George Cabell was one of the most prominent physicians in early-nineteenth-century Virginia. He attended Patrick Henry in his final illness in 1799 — the Revolutionary orator was Cabell's patient — and he kept up a long correspondence with Thomas Jefferson, who was both his friend and his neighbor. (Jefferson's Poplar Forest retreat sits about twelve miles west.) Before he built Point of Honor, Cabell bought 856 acres on the south bank of the James that included three islands in the river: Daniel's Island, Treasure Island, and Woodruff Island. He purchased the land from Lewellen Jones, who had bought it from Christopher Lynch, son of the Revolutionary-era Quaker Charles Lynch and nephew of the John Lynch who founded the city. The land had passed through three generations of Lynchburg's founding family before reaching Cabell.
Construction began in 1806 — the same year Jefferson started Poplar Forest — and finished in 1815. The two-story Federal mansion is built of stuccoed brick, irregular in plan: a three-bay center section flanked by two octagonal-ended projections, one on each side, that give the facade an unusual rhythm. Inside, the doorways and parlor mantels carry the carved Federal detailing that mid-Atlantic builders had inherited from English Adamesque pattern books. The house bears a strong resemblance to the Hancock-Wirt-Caskie House in Richmond, suggesting that Cabell was drawing from the same regional pool of design ideas. A porch may have been added around 1830 and removed in the 1977 restoration. Wallpaper and additional stucco were also added in the 1830s renovation.
Cabell died in 1823 after falling from a horse. The house passed through his widow and then his son's family, and in 1828 the Langhornes — a Lynchburg industrial family who owned the Langhorne Mills — bought it. Members of the Langhorne family owned Point of Honor at two different points in the nineteenth century. John S. Langhorne lived here before the Civil War, and his children and grandchildren would become some of the most famous Americans nobody can quite place. His eldest son Chiswell Langhorne grew up wealthy enough to send his daughters into a kind of late-Victorian celebrity. One of those daughters was Mrs. Charles Dana Gibson — the model whose profile her husband drew over and over until she became the Gibson Girl, the defining image of American femininity in the 1890s. Another was Nancy Langhorne, who married Waldorf Astor and in 1919 became the first woman ever seated in the British House of Commons. Their cousin Elizabeth Langhorne Lewis was a prominent Virginia suffragette.

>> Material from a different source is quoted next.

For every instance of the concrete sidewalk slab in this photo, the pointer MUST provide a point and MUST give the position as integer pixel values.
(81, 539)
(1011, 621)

By 1878 the house belonged to L. E. Lichford, a grocery wholesaler. Three generations of the Lichfords lived here while the surrounding neighborhood — Daniel's Hill — filled in around them with Victorian and Colonial Revival houses. In 1928 James R. Gilliam Jr. bought Point of Honor and gave it to the City of Lynchburg, which used part of the property as a recreation center until the Lynchburg Historical Foundation received the deed in 1968. A careful restoration finished in 1977 returned the house to something close to its 1815 appearance, and in 1978 it opened as a museum. National Register listing came in 1970. Visitors today walk the same rooms where Patrick Henry's physician once entertained his neighbors and where a Virginia-born girl named Nancy played as a child before she became Lady Astor.
Point of Honor stands on a bluff on Daniel's Hill above the James River in Lynchburg, approximately 37.4203 N, 79.1442 W. A two-story brick Federal mansion with stucco finish, surrounded by a small park-like setting overlooking the river. From the air the hill is distinctive — a green crown above downtown. Nearest airport: Lynchburg Regional (KLYH), 5 nm south.